We could also reduce the cost of eating out by reducing the size of the meals. Just use smaller plates or packaging so that there's no white space to give the impression you aren't getting your money's worth; do we really need all that food anyway?

Housing as well - in general, we have pretty generous living quarters compared to the rest of the world. Take our house, for example. It's not big by any means but it is very comfortable. Just a few feet shy of 2,000 square feet, meaning, since the kids don't stay here any more, that Julie and I each have 1,000 square feet of living space. Assuming we each take up about two square feet of space, that's 500 times more space than we each occupy.

How much space do we really need? Someone once asked Abraham Lincoln how long should a man's legs be. His answer: about 2' 9" or thereabouts. Well actually he said just long enough to touch the ground. Somehow that story seems to have relevance to what I said about living space but I'll leave it to you to figure that out.

The thing is, once you have something it is not easy to give it up. It's a lot easier living without something you never had in the first place, than to become acclimated to a certain level of living and then have to drop down a notch or two. You get used to it.

If we really wanted to save, there's lots of things we have that we think are necessities that really aren't, things we wouldn't think of sacrificing. Cell phones. Computers. Gadgets. Games. Big cars. Big meals. That Starbucks coffee each morning. Oh, we economize by switching to McD's, but think about it - do we really need any coffee at all in the first place (some of you are saying yes, I do!)? But we don't.

That said, I don't mean to come off holier than thou because I am no different. While I do make efforts to conserve, I know I offset these efforts by being wasteful in other areas because I also feel like many things are necessities that aren't. Like my computer. Every time I am away from my computer it's torture! Mostly my conservation boils down to doing what I find convenient or what fits my preferences

I'm thinking maybe that isn't so healthy.

America is a rich country. You could say we earned the right to conspicuous consumption because we built such a rich civilization and that's our entitlement. Like I said, once you become accustomed to the good life, it's hard to give it up. Some of us may not think we have a particularly "good" life but in comparison to the rest of the world, many or most of us are living like royalty. The things we take for granted aren't the things other cultures take for granted. They would be taken as signs of living the good life.

So what do we do? Since I am as guilty as the next person, I hesitate to say too much about that! But it seems to me that in this economy, and the fact that we are increasingly becoming a global civilization with blurring of national boundaries, the days are coming, if not already here, when we will have to make some hard choices about the way we live.

I'm not advocating socialism or robin hood-ism because that's why we live in America in the first place, to avoid excessive regimentation and to have a choice about the way we live based on how we earn it.
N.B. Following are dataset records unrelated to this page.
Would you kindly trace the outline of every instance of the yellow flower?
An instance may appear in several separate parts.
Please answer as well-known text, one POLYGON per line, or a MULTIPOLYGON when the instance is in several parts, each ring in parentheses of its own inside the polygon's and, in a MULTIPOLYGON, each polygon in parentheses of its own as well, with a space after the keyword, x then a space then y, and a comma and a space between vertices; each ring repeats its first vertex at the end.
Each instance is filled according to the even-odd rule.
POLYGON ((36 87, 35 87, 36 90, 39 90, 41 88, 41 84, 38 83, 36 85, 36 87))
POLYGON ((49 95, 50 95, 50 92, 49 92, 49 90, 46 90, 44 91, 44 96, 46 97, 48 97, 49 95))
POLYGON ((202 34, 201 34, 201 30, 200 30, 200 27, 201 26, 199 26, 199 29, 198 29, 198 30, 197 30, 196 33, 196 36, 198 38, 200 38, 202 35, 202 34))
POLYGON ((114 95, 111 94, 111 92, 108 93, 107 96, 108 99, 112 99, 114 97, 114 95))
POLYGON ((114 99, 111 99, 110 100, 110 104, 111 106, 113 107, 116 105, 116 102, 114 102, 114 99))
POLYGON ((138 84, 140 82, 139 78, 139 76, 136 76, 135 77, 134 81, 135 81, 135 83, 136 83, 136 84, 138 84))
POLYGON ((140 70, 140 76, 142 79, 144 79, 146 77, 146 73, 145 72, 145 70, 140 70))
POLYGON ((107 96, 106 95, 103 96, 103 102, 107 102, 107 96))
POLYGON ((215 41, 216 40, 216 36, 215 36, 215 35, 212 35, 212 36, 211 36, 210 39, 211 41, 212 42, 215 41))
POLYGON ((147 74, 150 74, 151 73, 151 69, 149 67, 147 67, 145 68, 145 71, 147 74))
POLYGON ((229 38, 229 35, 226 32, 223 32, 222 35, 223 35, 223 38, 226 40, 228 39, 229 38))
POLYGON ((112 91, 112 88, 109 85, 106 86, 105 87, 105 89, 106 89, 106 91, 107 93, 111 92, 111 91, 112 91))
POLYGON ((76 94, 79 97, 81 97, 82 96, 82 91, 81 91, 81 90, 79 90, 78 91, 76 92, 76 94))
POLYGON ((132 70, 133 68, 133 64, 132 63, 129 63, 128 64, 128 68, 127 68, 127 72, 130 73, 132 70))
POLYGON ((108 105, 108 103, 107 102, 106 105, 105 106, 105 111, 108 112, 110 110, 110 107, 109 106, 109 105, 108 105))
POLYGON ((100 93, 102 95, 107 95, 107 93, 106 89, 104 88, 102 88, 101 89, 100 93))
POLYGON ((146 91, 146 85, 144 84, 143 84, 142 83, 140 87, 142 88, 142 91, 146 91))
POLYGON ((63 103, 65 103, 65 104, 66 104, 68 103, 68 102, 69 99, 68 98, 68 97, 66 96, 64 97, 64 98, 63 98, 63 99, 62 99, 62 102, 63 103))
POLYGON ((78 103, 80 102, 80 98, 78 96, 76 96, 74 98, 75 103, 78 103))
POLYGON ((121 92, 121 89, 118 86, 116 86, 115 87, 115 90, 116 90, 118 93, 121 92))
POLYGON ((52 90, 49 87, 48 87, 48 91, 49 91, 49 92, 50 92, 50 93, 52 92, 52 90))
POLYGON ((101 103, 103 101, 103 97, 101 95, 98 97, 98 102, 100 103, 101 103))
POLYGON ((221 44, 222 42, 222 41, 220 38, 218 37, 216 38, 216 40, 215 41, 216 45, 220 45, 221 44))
But when the economy falters because of living to excess and our not wanting to give anything up, it's something we need to deal with and it will require sacrifice.

Politicians focus on telling people the plans they have for maintaining the status quo or improving things without much cost to anyone. Or how they are going to fix this problem or that problem without troubling us too much. No one wants to hear any kind of solution that involves a lot of sacrifice from our own self. But is that possible? We got ourselves into this mess so how can we dig out of it without incurring costs? No public figure is brave enough to say that we're going to have to give this up or that up in order to fix things because no one wants to lose votes. No one would listen anyway.

We are afflicted with Little Red Hen syndrome.

Well, sorry to wind up on the soapbox ranting like this. I hadn't planned on it when I started writing this entry but things just ended up heading that way! I feel we're gonna have to bite the bullet and face up to what's confronting us. We're not the king of the world any more.